Zittingsplaats Alkmaar
zaaknummer / rolnummer: C/15/317554 / HA ZA 21-343
Vonnis van 16 maart 2022
in de zaak van
[eiser] , handelend onder de naam [bedrijfsnaam],
wonende te [woonplaats 1] ,
eiser,
advocaat mr. P.F. Keuchenius te Hoorn NH,
tegen
1. de maatschap
[gedaagde 1] ,
gevestigd te [vestigingsplaats] , gemeente [gemeente 1] ,
2. [gedaagde 2],
wonende te [woonplaats 2] , gemeente [gemeente 1] ,
3. [gedaagde 3],
wonende te [woonplaats 3] , gemeente [gemeente 1] ,
4. [gedaagde 4],
wonende te [woonplaats 4] , gemeente [gemeente 2] ,
gedaagden,
advocaten mrs. W. Knoester en mr. W.A.M. Rupert te Rotterdam.

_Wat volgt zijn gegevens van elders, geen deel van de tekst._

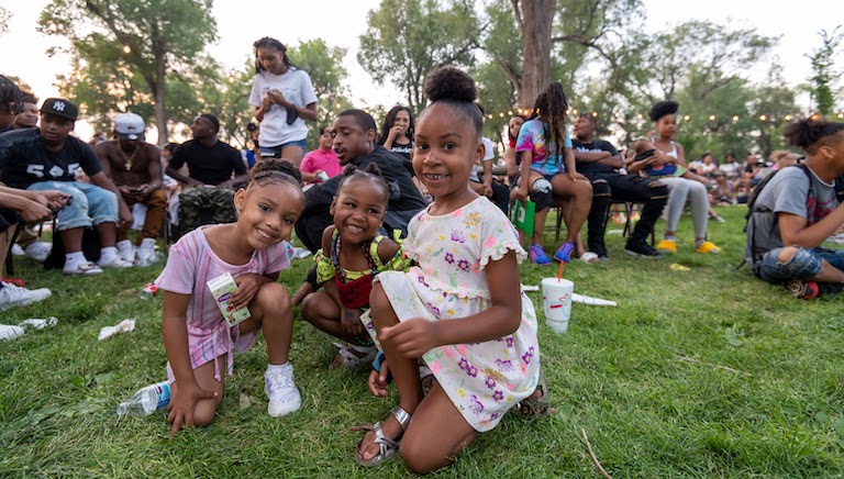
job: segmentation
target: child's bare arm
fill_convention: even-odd
[[[206,391],[197,383],[190,365],[188,350],[187,311],[190,294],[164,291],[164,318],[162,334],[167,360],[170,361],[177,388],[174,390],[170,413],[167,421],[173,423],[170,434],[176,434],[182,424],[193,426],[193,409],[201,399],[216,396]]]

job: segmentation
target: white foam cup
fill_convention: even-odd
[[[556,333],[568,330],[571,318],[571,294],[575,283],[567,279],[544,278],[542,280],[542,302],[545,320]]]

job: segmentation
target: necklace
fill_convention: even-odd
[[[135,159],[135,155],[137,155],[137,151],[141,148],[135,148],[135,151],[132,152],[132,156],[126,156],[126,152],[121,147],[118,147],[118,149],[120,149],[120,154],[123,155],[123,160],[125,161],[123,166],[126,168],[126,171],[129,171],[132,169],[132,160]]]

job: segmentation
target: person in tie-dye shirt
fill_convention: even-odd
[[[591,208],[592,185],[575,169],[571,138],[566,124],[567,109],[568,101],[563,86],[556,81],[551,83],[536,98],[533,114],[522,124],[515,141],[517,159],[521,160],[521,166],[514,192],[518,201],[523,202],[530,198],[536,203],[529,253],[537,265],[551,264],[542,247],[542,233],[548,209],[554,205],[553,197],[569,199],[563,209],[568,226],[566,241],[554,254],[554,259],[568,263],[574,256],[598,260],[593,253],[577,250],[577,245],[581,244],[577,241],[580,229]]]

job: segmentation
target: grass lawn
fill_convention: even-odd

Partijen zullen hierna [eiser] en [gedaagden] genoemd worden. Gedaagden worden ook [gedaagde 1] , [gedaagde 2] , [gedaagde 3] en [gedaagde 4] genoemd.
De zaak in het kort
Deze zaak gaat over de vraag of mr. [gedaagde 4] (destijds werkzaam bij [gedaagde 1] ) als voormalig advocaat van [eiser] een beroepsfout heeft gemaakt door [eiser] in een hoger beroepsprocedure niet onder ede te laten horen als getuige. [eiser] stelt dat mr. [gedaagde 4] er ten onrechte van is uitgegaan dat de wederpartij niet in het hem opgedragen bewijs was geslaagd omdat hij alleen zichzelf als getuige had laten horen. Als gevolg daarvan is [eiser] niet als getuige gehoord en heeft hij daardoor de zaak verloren in hoger beroep.
[gedaagden] zijn aansprakelijk voor de schade die [eiser] hierdoor heeft geleden, aldus [eiser] . [gedaagden] betwisten dat sprake is van een beroepsfout en van schade.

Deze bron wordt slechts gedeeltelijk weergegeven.